News

NextSilicon’s dataflow processor reconfigures itself

A different approach to optimizing for throughput.

Jon Peddie

The NextSilicon Maverick-2 features a novel Intelligent Compute Accelerator (ICA) architecture that dynamically adapts to application needs in real time, moving beyond traditional fixed GPU architectures. Its dataflow-style execution model is more flexible than classic SIMD/MIMD paradigms. The ICA’s adaptive architecture accelerates specific code segments, aiming to provide better performance per watt than traditional CPUs and GPUs. NextSilicon claims the Maverick-2 offers up to 4x better performance per watt than Nvidia’s Blackwell B200 GPU.

Elad Raz, founder and CEO of NextSilicon, introduced the company’s Maverick-2 dataflow engine. NextSilicon was founded in 2017 and has received over $300 million in funding. The company collaborated with Sandia National Laboratories on the design and testing of the Maverick-1 dataflow engine.
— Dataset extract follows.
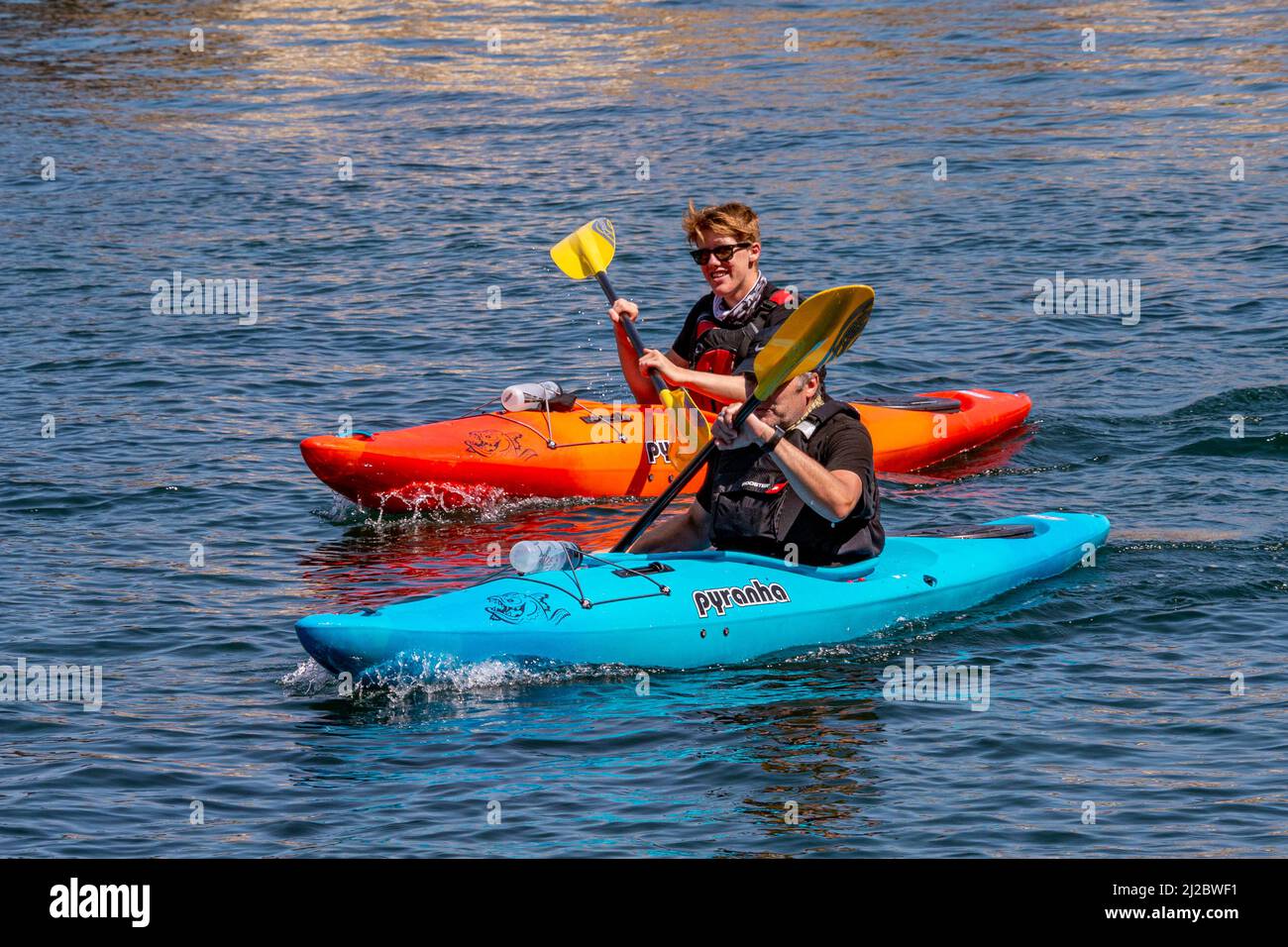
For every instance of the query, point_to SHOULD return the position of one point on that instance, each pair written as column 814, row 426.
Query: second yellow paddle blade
column 588, row 250
column 820, row 330
column 687, row 419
Sandia is now building an experimental supercomputer called Spectra as part of its Vanguard-II program, which aims to evaluate and accelerate emerging technologies for future large-scale production platforms.

Maverick
(Source: NextSilicon)

NextSilicon’s approach focuses on using software to accelerate applications. The company’s software algorithm identifies the most critical parts of the code and accelerates them. This is achieved through the dataflow engine in the compiler, which creates a graph of the data and operations in a program. The goal is to apply the Pareto principle, where 20% of the code is optimized to reduce 80% of the runtime. NextSilicon is not currently targeting the AI training and inference market.

Dataflow system
Figure 1. Typical dataflow system.

Raz describes NextSilicon’s dataflow compiler as their key innovation. The compiler identifies compute-intensive code portions as the application runs on the host, staying in the intermediate representation of the computational graph. This approach is similar to a just-in-time compiler for hardware. The graph is placed on the dataflow hardware, and telemetry from the hardware is used to recursively optimize compute and memory as the program runs. This process involves identifying “likely flows” in the graph of the running program, allowing for continuous optimization. The goal is to optimize the program’s performance in real time.

Dataflow compiler
Figure 2. Dataflow compiler identifying high activity functions. (Source: NextSilicon)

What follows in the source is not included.